RE: Query on multivalue field

2011-03-01 Thread Steven A Rowe
Hi Scott,

Querying against a multi-valued field just works - no special incantation 
required.

Steve

 -Original Message-
 From: Scott Yeadon [mailto:scott.yea...@anu.edu.au]
 Sent: Monday, February 28, 2011 11:50 PM
 To: solr-user@lucene.apache.org
 Subject: Query on multivalue field
 
 Hi,
 
 I have a variable number of text-based fields associated with each
 primary record which I wanted to apply a search across. I wanted to
 avoid the use of dynamic fields if possible or having to create a
 different document type in the index (as the app is based around the
 primary record and different views mean a lot of work to revamp
 pagination etc).
 
 So, is there a way to apply a query to each value of a multivalued field
 or is it always treated as a single field from a query perspective?
 
 Thanks.
 
 Scott.


Re: Query on multivalue field

2011-03-01 Thread Scott Yeadon

Thanks, but just to confirm the way multiValued fields work:

In a multiValued field, call it field1, if I have two values indexed to 
this field, say value 1 = some text...termA...more text and value 2 = 
some text...termB...more text and do a search such as field1:(termA termB)
(where solrQueryParser defaultOperator=AND/) I'm getting a hit 
returned even though both terms don't occur within a single value in the 
multiValued field.


What I'm wondering is if there is a way of applying the query against 
each value of the field rather than against the field in its entirety. 
The reason being is the number of values I want to store is variable and 
I'd like to avoid the use of dynamic fields or restructuring the index 
if possible.


Scott.

On 2/03/11 12:35 AM, Steven A Rowe wrote:

Hi Scott,

Querying against a multi-valued field just works - no special incantation 
required.

Steve


-Original Message-
From: Scott Yeadon [mailto:scott.yea...@anu.edu.au]
Sent: Monday, February 28, 2011 11:50 PM
To:solr-user@lucene.apache.org
Subject: Query on multivalue field

Hi,

I have a variable number of text-based fields associated with each
primary record which I wanted to apply a search across.
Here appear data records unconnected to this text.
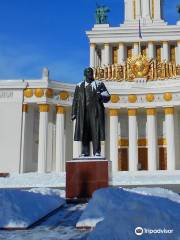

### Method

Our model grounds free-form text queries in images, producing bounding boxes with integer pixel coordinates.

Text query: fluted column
[104,43,111,65]
[38,104,49,173]
[165,107,175,171]
[56,106,65,172]
[148,42,154,59]
[142,0,150,20]
[73,120,81,158]
[133,42,139,56]
[20,104,28,173]
[136,0,142,20]
[90,43,96,67]
[154,0,161,21]
[163,42,169,61]
[128,109,138,172]
[118,43,125,64]
[109,109,118,173]
[147,108,157,171]
[177,40,180,65]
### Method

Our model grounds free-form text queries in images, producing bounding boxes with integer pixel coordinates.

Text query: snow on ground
[76,188,180,240]
[0,173,66,188]
[0,204,89,240]
[0,188,65,228]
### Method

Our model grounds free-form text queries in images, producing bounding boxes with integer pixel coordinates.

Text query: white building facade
[0,0,180,188]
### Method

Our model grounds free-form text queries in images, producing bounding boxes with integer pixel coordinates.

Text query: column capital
[128,109,137,116]
[146,108,156,116]
[22,104,29,112]
[164,107,174,115]
[109,109,119,117]
[56,106,65,114]
[39,104,49,112]
[119,42,124,47]
[104,43,110,47]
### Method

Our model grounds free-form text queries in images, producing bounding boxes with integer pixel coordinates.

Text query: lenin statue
[72,68,110,157]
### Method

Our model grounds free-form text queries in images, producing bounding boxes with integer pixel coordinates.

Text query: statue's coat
[72,81,110,141]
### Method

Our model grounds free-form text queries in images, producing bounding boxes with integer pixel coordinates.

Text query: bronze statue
[72,68,110,157]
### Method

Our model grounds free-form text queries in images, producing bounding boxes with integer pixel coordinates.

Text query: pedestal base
[66,158,108,200]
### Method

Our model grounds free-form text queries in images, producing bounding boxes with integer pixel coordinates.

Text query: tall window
[112,47,118,64]
[156,45,161,62]
[170,45,176,63]
[127,46,132,58]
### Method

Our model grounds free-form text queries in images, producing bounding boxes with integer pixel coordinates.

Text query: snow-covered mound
[0,188,65,229]
[76,188,180,240]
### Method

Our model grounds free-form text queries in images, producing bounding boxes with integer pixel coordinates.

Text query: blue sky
[0,0,180,82]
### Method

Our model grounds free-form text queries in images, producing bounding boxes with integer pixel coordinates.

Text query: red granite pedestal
[66,158,108,200]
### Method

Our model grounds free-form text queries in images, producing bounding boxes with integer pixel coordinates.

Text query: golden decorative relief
[109,109,119,117]
[164,107,174,115]
[128,55,150,79]
[163,93,173,101]
[146,108,156,116]
[128,95,137,103]
[158,138,167,146]
[138,138,148,147]
[56,106,65,114]
[111,94,120,103]
[118,138,129,147]
[39,104,49,112]
[22,104,29,112]
[34,88,44,98]
[94,54,180,82]
[146,93,154,102]
[59,91,69,101]
[24,88,33,98]
[45,88,53,98]
[128,109,137,116]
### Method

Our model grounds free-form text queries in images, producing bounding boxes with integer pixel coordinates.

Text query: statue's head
[84,67,94,82]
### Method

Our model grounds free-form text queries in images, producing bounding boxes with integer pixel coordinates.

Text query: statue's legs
[82,140,90,156]
[81,111,91,156]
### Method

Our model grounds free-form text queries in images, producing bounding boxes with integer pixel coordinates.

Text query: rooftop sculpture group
[96,5,110,24]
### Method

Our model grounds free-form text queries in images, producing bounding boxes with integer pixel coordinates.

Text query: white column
[38,104,49,173]
[154,0,161,21]
[56,106,65,173]
[20,104,28,173]
[118,43,125,64]
[136,0,142,20]
[104,43,111,65]
[147,108,157,171]
[148,42,154,59]
[176,41,180,65]
[90,43,96,67]
[165,107,175,171]
[124,0,133,21]
[163,42,169,61]
[109,109,118,173]
[141,0,150,20]
[73,120,81,158]
[133,43,139,56]
[128,109,138,172]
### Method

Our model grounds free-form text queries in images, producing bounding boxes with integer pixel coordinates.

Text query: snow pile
[0,173,66,188]
[76,188,180,240]
[0,188,65,229]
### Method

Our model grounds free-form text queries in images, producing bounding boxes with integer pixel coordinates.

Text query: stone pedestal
[66,158,109,200]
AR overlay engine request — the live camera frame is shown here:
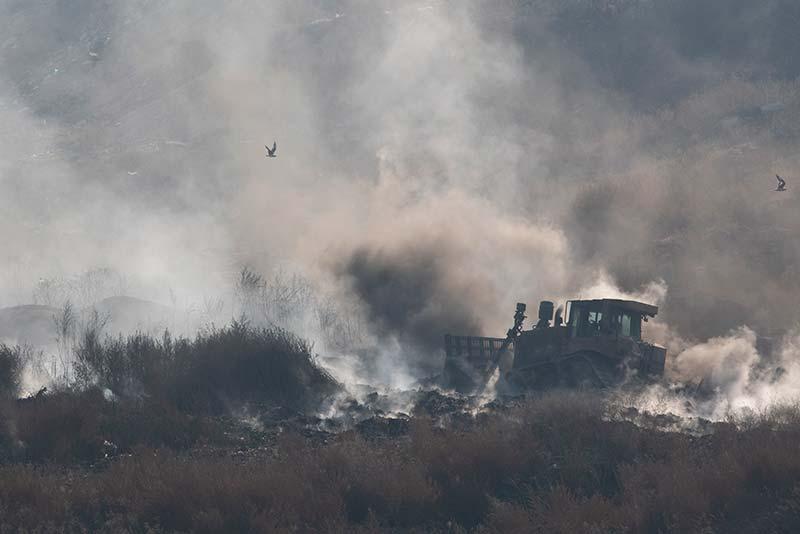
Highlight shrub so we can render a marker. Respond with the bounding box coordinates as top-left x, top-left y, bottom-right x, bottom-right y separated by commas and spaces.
0, 343, 22, 398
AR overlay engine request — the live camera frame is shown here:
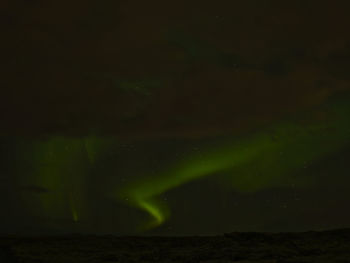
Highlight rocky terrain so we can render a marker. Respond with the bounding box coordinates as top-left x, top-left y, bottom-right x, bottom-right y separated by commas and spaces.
0, 229, 350, 263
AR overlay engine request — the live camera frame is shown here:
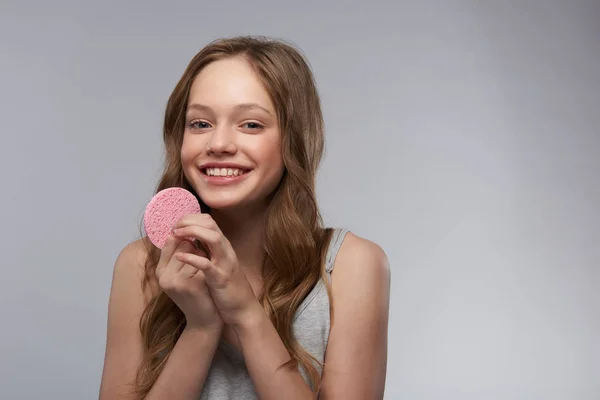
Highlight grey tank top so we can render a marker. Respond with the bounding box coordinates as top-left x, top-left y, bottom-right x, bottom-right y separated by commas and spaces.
200, 229, 348, 400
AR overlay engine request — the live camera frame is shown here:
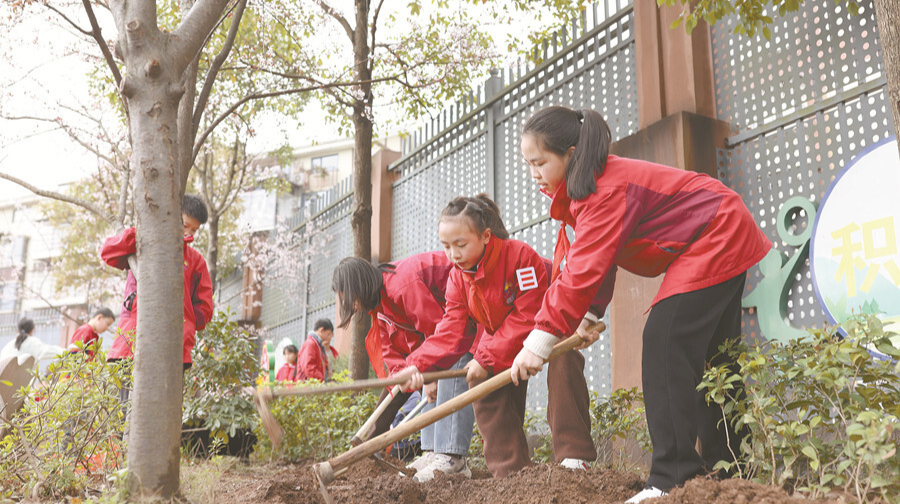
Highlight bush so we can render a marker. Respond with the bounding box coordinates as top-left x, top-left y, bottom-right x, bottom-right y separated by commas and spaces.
591, 387, 653, 471
698, 316, 900, 502
0, 342, 131, 501
182, 311, 261, 443
255, 371, 378, 460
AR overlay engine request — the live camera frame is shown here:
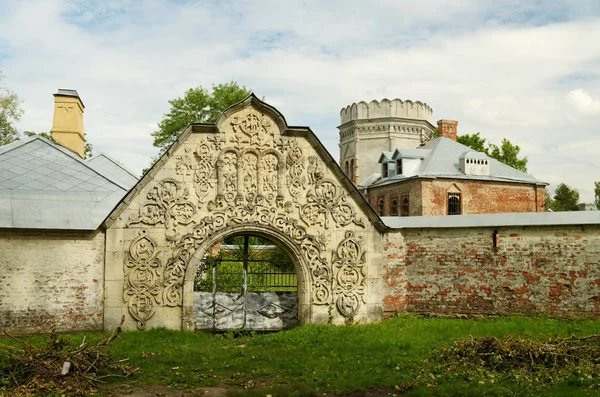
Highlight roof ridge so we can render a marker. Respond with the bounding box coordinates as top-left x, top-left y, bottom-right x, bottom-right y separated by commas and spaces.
29, 136, 128, 191
86, 152, 140, 179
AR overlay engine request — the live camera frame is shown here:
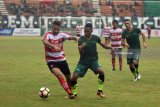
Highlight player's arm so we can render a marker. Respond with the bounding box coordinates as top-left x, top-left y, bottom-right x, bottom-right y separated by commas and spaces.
121, 38, 129, 48
78, 42, 87, 55
68, 35, 80, 41
99, 42, 114, 53
42, 39, 61, 51
140, 32, 147, 48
I wanted to
avoid the use of dynamic fields if possible or having to create a
different document type in the index (as the app is based around the
primary record and different views mean a lot of work to revamp
pagination etc).

So, is there a way to apply a query to each value of a multivalued field
or is it always treated as a single field from a query perspective?

Thanks.

Scott.




Re: Query on multivalue field

2011-03-01 Thread Ahmet Arslan
 In a multiValued field, call it field1, if I have two
 values indexed to 
 this field, say value 1 = some text...termA...more text
 and value 2 = 
 some text...termB...more text and do a search such as
 field1:(termA termB)
 (where solrQueryParser defaultOperator=AND/) I'm
 getting a hit 
 returned even though both terms don't occur within a single
 value in the 
 multiValued field.
 
 What I'm wondering is if there is a way of applying the
 query against 
 each value of the field rather than against the field in
 its entirety. 
 The reason being is the number of values I want to store is
 variable and 
 I'd like to avoid the use of dynamic fields or
 restructuring the index 
 if possible.

Your best bet can be using positionIncrementGap and to issue a phrase query 
(implicit AND) with the appropriate slop value. 

Ff you have positionIncrementGap=100, you can simulate this with using
q=field1:termA termB~100

http://search-lucene.com/m/Hbdvz1og7D71/


  


Re: Query on multivalue field

2011-03-01 Thread Scott Yeadon
The only trick with this is ensuring the searches return the right 
results and don't go across value boundaries. If I set the gap to the 
largest text size we expect (approx 5000 chars) what impact does such a 
large value have (i.e. does Solr physically separate these fragments in 
the index or just apply the figure as part of any query?


Scott.

On 2/03/11 9:01 AM, Ahmet Arslan wrote:

In a multiValued field, call it field1, if I have two
values indexed to
this field, say value 1 = some text...termA...more text
and value 2 =
some text...termB...more text and do a search such as
field1:(termA termB)
(wheresolrQueryParser defaultOperator=AND/) I'm
getting a hit
returned even though both terms don't occur within a single
value in the
multiValued field.

What I'm wondering is if there is a way of applying the
query against
each value of the field rather than against the field in
its entirety.
The reason being is the number of values I want to store is
variable and
I'd like to avoid the use of dynamic fields or
restructuring the index
if possible.

Your best bet can be using positionIncrementGap and to issue a phrase query 
(implicit AND) with the appropriate slop value.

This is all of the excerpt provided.